Besondere Neigung zu dem schon zuvor erwähnten Auswandern, zunächst durch ungenügenden Grundbesitz veranlaßt, zeichnete den Remsthäler schon in früheren Jahrhunderten aus; eine Bemerkung, worauf wir bei Beschreibung des Oberamtes Schorndorf zurückkommen werden. Insbesondere ist die Leichtigkeit charakteristisch, womit der Bewohner der „Berglen“ seinen Wohnort ändert; die Auswanderung nimmt er leicht und spricht von Amerika etwa wie von einem benachbarten Lande, da selten eine Familie sich findet, die nicht in den Vereinigten Staaten einen | nahen Anverwandten hätte. Es ist namentlich bemerkenswerth, wie ein Steigen der Fruchtpreise immer eine Zunahme der Auswanderung aus unserem Oberamte zur Nachwirkung hat. So sind von 1841 bis 26. October 1848 im Ganzen ausgewandert 861 Personen, worunter 268 verheirathete; davon zogen nach Nordamerika 455, nach Siebenbürgen 279, nach Polen und Rußland 9, in andere Staaten 118; das Vermögen, welches sie besaßen, betrug zusammen 203.376 fl. Den Jahren nach betrachtet wanderten namentlich aus: 1841 9, 1842 17, 1843 65, 1844 28, 1845 61, 1846 331, 1847 299, 1848 51 Personen.
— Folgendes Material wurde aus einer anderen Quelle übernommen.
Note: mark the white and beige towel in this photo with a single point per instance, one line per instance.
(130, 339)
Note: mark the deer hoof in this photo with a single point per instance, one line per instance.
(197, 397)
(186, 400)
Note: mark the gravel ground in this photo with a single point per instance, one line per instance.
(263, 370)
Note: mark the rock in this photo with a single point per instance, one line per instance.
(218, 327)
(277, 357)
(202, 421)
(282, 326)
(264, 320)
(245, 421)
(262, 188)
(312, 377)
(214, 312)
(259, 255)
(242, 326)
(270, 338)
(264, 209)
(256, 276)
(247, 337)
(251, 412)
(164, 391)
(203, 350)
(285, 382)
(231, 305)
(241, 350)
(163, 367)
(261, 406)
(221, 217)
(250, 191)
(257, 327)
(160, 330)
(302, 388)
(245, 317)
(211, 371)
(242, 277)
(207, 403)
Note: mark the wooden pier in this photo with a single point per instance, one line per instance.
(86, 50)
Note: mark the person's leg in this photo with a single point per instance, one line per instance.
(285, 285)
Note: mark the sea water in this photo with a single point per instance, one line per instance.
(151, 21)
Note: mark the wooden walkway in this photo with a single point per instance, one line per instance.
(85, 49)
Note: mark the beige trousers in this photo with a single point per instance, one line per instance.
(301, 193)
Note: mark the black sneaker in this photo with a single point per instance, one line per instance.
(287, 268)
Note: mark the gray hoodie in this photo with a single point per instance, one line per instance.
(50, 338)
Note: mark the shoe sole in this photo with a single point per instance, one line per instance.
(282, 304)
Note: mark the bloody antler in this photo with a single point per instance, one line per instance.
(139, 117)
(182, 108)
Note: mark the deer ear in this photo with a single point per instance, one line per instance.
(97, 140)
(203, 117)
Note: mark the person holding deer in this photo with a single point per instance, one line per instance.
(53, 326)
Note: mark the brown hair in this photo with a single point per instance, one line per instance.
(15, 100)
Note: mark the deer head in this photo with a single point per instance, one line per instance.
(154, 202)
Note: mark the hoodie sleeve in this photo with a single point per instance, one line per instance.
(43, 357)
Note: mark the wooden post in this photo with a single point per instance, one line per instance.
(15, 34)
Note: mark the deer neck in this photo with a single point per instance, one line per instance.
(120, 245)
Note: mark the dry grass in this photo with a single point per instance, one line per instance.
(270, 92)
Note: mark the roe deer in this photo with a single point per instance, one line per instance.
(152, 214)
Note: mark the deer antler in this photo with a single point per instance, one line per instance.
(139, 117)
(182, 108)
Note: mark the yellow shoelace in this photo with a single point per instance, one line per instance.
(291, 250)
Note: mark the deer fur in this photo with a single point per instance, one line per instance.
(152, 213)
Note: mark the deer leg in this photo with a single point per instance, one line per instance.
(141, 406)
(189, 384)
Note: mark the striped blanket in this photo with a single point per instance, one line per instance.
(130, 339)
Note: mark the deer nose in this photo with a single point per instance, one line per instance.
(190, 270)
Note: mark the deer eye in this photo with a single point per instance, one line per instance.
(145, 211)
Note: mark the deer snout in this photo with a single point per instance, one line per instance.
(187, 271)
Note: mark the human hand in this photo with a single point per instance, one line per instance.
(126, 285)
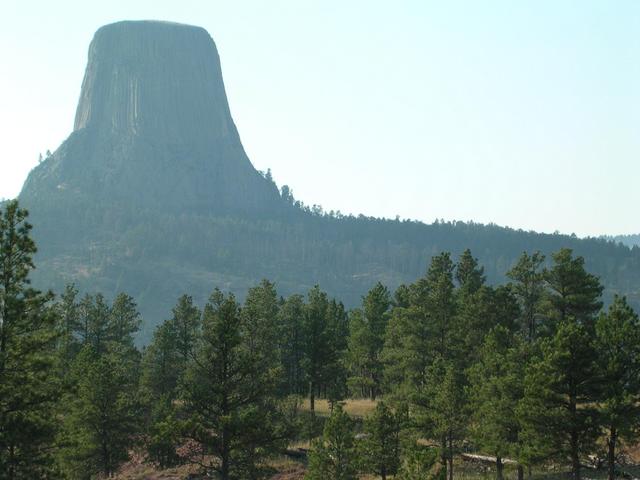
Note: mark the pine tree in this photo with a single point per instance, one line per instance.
(528, 287)
(185, 325)
(229, 398)
(561, 386)
(442, 408)
(292, 344)
(381, 444)
(495, 390)
(574, 293)
(27, 341)
(158, 391)
(317, 346)
(618, 344)
(334, 455)
(102, 416)
(366, 340)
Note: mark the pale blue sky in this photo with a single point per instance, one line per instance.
(522, 113)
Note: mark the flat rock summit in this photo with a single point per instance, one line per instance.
(152, 194)
(153, 128)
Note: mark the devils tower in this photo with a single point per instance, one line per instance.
(152, 194)
(153, 128)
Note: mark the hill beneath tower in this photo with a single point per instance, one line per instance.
(153, 194)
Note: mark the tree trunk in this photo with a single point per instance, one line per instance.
(224, 460)
(443, 455)
(499, 468)
(613, 437)
(450, 457)
(575, 458)
(312, 398)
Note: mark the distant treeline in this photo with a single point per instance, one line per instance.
(534, 370)
(112, 245)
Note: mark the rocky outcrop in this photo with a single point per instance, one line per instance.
(153, 129)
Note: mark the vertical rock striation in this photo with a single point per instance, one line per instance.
(153, 129)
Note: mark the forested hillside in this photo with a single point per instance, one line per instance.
(158, 255)
(535, 375)
(153, 194)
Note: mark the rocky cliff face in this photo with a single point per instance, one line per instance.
(153, 129)
(152, 194)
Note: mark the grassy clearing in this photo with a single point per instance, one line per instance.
(359, 407)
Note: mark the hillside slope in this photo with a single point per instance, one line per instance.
(153, 194)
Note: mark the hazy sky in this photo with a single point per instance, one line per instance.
(521, 113)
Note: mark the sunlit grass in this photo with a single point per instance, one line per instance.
(359, 407)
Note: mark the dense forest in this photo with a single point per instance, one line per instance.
(629, 240)
(153, 194)
(533, 374)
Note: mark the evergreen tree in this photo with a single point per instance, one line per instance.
(366, 339)
(381, 445)
(469, 274)
(495, 391)
(158, 391)
(27, 341)
(102, 415)
(360, 358)
(292, 344)
(185, 325)
(442, 409)
(561, 386)
(261, 319)
(334, 455)
(574, 293)
(229, 398)
(439, 305)
(618, 344)
(68, 325)
(317, 349)
(528, 287)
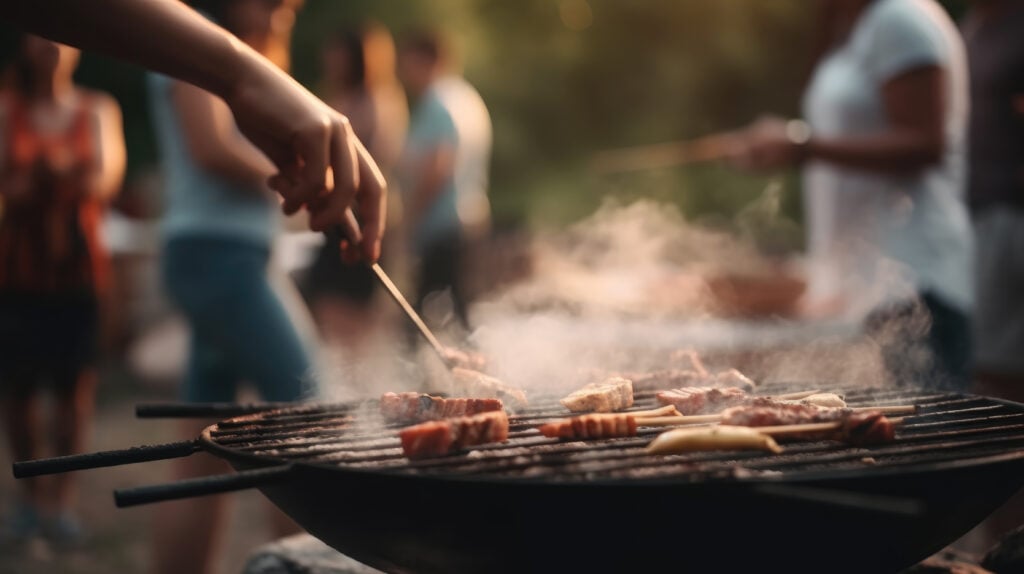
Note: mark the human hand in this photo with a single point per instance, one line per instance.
(768, 143)
(322, 165)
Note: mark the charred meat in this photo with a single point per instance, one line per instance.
(467, 383)
(611, 394)
(437, 438)
(699, 400)
(768, 412)
(416, 407)
(707, 400)
(592, 427)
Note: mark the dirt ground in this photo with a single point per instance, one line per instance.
(118, 540)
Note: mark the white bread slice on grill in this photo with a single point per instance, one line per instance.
(611, 394)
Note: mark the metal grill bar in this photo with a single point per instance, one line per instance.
(946, 428)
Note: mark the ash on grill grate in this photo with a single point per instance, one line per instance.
(946, 428)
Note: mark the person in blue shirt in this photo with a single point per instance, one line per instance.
(443, 170)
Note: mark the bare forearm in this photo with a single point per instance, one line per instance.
(243, 163)
(150, 33)
(895, 152)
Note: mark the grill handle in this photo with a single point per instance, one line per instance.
(881, 503)
(27, 469)
(202, 486)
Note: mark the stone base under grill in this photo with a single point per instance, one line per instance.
(305, 554)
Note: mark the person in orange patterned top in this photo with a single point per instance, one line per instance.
(61, 158)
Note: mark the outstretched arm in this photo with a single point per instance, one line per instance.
(321, 163)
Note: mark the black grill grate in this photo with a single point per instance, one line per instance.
(947, 429)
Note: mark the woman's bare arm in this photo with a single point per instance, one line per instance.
(321, 163)
(913, 139)
(213, 139)
(104, 176)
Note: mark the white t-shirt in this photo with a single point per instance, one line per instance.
(873, 237)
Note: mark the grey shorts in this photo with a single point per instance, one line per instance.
(998, 317)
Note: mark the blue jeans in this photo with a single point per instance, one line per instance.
(240, 329)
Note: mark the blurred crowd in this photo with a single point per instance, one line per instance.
(910, 147)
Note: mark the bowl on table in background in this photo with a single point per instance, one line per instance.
(755, 296)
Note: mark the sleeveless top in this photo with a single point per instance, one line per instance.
(50, 240)
(200, 203)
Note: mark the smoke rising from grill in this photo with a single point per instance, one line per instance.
(624, 289)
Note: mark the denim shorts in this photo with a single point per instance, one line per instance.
(240, 330)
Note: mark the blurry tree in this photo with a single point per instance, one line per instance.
(564, 79)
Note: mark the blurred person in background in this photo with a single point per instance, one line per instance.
(883, 156)
(992, 30)
(298, 132)
(444, 169)
(61, 160)
(995, 191)
(359, 81)
(218, 229)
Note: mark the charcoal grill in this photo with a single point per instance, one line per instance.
(536, 504)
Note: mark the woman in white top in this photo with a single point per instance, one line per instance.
(883, 152)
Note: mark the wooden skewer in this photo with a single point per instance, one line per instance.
(901, 409)
(783, 430)
(678, 421)
(795, 396)
(707, 418)
(667, 410)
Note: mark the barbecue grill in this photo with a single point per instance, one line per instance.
(537, 504)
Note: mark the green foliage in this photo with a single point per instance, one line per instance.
(561, 87)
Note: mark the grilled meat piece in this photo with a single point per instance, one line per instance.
(438, 438)
(611, 394)
(697, 400)
(416, 407)
(858, 428)
(732, 378)
(764, 411)
(687, 359)
(667, 379)
(869, 427)
(467, 383)
(707, 400)
(712, 438)
(825, 399)
(592, 427)
(675, 379)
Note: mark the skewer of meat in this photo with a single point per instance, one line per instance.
(704, 400)
(763, 412)
(674, 379)
(611, 394)
(467, 383)
(600, 426)
(417, 407)
(438, 438)
(857, 429)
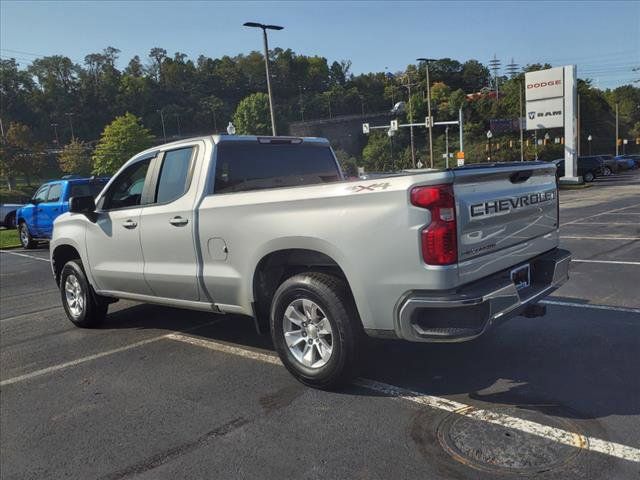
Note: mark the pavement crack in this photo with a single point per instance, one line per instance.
(160, 459)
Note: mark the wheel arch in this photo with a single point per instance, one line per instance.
(276, 266)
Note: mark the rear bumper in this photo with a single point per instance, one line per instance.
(467, 312)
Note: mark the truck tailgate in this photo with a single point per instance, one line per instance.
(500, 207)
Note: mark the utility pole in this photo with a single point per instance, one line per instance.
(520, 118)
(266, 65)
(69, 115)
(494, 64)
(461, 129)
(301, 104)
(426, 65)
(413, 150)
(617, 130)
(446, 143)
(55, 129)
(164, 131)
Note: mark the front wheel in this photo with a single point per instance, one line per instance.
(26, 240)
(316, 329)
(81, 306)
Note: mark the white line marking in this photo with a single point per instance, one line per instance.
(604, 223)
(597, 214)
(25, 255)
(613, 262)
(551, 433)
(575, 237)
(73, 363)
(595, 307)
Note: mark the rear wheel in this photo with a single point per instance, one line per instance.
(80, 304)
(316, 329)
(26, 240)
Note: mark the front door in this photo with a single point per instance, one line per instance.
(49, 210)
(113, 240)
(167, 231)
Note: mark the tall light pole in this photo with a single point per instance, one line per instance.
(69, 115)
(55, 129)
(413, 150)
(266, 64)
(164, 131)
(426, 66)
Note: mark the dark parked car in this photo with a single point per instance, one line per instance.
(588, 167)
(628, 162)
(609, 164)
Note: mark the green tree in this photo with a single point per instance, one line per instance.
(120, 140)
(20, 154)
(252, 115)
(75, 158)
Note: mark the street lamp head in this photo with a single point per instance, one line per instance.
(262, 25)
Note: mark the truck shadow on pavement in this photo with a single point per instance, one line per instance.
(582, 362)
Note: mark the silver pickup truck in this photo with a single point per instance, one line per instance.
(268, 227)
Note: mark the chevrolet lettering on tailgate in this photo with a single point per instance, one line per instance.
(495, 207)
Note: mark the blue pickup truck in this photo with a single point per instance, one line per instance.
(35, 219)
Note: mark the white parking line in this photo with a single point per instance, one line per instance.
(575, 237)
(613, 262)
(573, 439)
(73, 363)
(595, 307)
(596, 215)
(25, 255)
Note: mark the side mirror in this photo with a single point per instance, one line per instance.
(84, 205)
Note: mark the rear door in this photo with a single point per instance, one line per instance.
(167, 225)
(503, 207)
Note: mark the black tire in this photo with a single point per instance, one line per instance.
(336, 305)
(10, 220)
(91, 311)
(26, 240)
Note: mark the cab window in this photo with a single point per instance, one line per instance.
(54, 193)
(174, 175)
(126, 189)
(41, 194)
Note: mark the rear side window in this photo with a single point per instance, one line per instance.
(244, 166)
(41, 194)
(87, 189)
(126, 189)
(174, 175)
(54, 192)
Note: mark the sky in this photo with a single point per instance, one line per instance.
(601, 37)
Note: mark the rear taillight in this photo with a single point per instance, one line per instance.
(439, 238)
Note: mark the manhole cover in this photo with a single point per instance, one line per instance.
(508, 447)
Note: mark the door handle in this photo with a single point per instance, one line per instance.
(178, 221)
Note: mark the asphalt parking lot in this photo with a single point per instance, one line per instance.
(163, 393)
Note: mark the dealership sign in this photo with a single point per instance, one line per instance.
(544, 94)
(547, 113)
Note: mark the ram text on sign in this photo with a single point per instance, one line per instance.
(544, 84)
(545, 114)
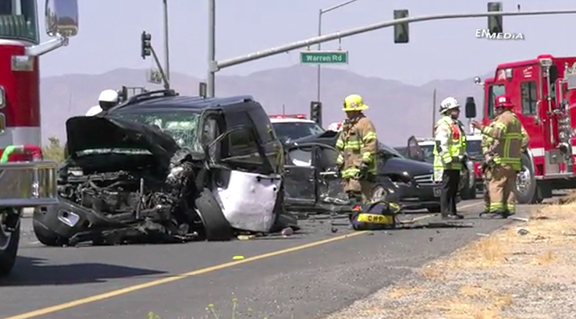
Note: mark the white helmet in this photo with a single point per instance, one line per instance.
(336, 127)
(449, 103)
(108, 96)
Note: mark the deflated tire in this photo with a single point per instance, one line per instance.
(8, 248)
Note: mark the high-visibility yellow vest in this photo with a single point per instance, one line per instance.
(456, 147)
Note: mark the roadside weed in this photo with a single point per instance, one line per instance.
(213, 312)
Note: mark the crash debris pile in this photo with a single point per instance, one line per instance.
(150, 201)
(133, 182)
(523, 271)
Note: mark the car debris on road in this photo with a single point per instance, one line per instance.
(167, 168)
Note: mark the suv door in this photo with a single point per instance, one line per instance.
(240, 147)
(300, 174)
(270, 142)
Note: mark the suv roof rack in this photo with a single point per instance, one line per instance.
(151, 95)
(146, 96)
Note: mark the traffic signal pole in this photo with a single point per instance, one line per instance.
(215, 66)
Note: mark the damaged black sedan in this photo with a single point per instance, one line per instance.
(163, 168)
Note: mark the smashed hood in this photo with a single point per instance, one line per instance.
(93, 133)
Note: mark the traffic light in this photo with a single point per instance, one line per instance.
(495, 22)
(401, 32)
(316, 112)
(146, 44)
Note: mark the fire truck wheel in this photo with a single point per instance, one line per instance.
(526, 187)
(9, 240)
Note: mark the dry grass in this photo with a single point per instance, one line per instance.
(524, 271)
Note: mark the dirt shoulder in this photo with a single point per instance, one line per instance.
(526, 270)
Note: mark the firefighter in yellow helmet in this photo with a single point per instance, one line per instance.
(503, 157)
(358, 146)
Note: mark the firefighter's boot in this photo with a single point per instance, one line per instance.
(495, 214)
(452, 216)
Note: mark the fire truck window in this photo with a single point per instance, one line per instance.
(494, 91)
(18, 20)
(529, 98)
(553, 78)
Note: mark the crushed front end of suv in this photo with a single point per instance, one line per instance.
(167, 168)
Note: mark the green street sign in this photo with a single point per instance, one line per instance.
(324, 57)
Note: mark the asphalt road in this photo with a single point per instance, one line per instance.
(294, 277)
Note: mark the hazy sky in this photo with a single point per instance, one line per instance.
(109, 36)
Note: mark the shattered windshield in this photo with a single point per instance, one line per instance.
(18, 20)
(181, 126)
(296, 130)
(428, 150)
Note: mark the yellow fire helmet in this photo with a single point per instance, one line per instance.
(354, 102)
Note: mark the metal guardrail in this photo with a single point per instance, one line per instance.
(28, 184)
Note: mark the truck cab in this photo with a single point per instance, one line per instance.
(542, 91)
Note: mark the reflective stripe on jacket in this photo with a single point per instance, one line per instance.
(452, 143)
(508, 139)
(357, 143)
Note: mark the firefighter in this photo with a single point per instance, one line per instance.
(358, 146)
(106, 100)
(503, 157)
(448, 156)
(486, 142)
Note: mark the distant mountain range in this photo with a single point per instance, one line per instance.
(397, 109)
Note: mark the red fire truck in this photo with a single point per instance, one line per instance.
(543, 93)
(25, 181)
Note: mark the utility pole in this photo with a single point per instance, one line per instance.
(433, 111)
(215, 66)
(166, 42)
(320, 13)
(212, 63)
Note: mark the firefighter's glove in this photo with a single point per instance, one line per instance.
(490, 161)
(363, 171)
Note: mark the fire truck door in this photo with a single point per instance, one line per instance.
(555, 160)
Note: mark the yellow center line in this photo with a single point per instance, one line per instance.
(153, 283)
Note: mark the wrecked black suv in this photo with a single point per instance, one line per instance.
(162, 167)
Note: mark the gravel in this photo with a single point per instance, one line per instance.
(526, 270)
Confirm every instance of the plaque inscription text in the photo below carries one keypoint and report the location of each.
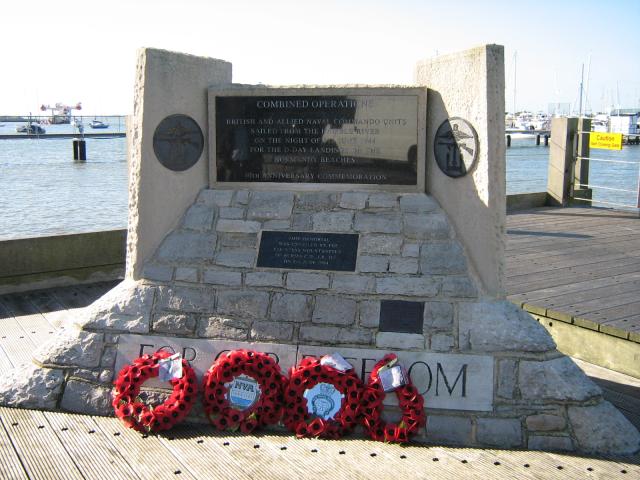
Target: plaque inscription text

  1. Die neuern Listen geben weder über die Zahl der Todtgeborenen, noch über die Veränderungen im Stand der Ehen Auskunft.
  2. Die neuern Listen enthalten die Classifikation der Gestorbenen nach Altersstufen nicht mehr.
  3. Im Januar 1842 starben in Hochberg ein Mann und seine Ehefrau, welche in einem und demselben Jahre und an demselben Tage geboren waren, ebenfalls an demselben Tage, und wurden mit einander beerdigt.
  4. Als seltene Beispiele ehelicher Fruchtbarkeit verdienen ausgehoben zu werden, daß die Frau eines armen Leinewebers zu Höfen, obgleich von schwacher Körperbeschaffenheit, am 9. Juli 1791 vier Kinder gebar. Sie starben zwar nach einigen Tagen; aber am 16. Februar 1793 gebar diese Frau wieder drei Kinder, einen Knaben und zwei Mädchen, welche gesund und stark heranwuchsen und noch im Juni 1800 mit einander die Schule besuchten. Ferner gebar eine Frau in Neckarrems in 41/2 Jahren sieben vollkommene Kinder, im October 1828 Zwillinge, im Februar 1831 Drillinge und im März 1833 wieder Zwillinge. – Eine Frau in Beinstein gebar nach fünf Zwillingsgeburten (vom Ende 1828 bis Januar 1835) Drillinge, so daß sie in nicht vollen 7 Jahren von 13 vollkommen lebensfähigen Kindern entbunden ward.
  5. Zum Theil nach gütigen Mittheilungen der Herren DDr. v. Truchseß und Wunderlich.
  6. Württ. Jahrbücher 1833. S. 384.
  7. Dr. Rösch Untersuchungen über den Cretinismus in Württemberg, Erlangen 1844. 8. S. 73.

Errata

  1. S. 34, L. 8 korrigiert gemäß Beschreibung des Oberamts Schorndorf S. 199.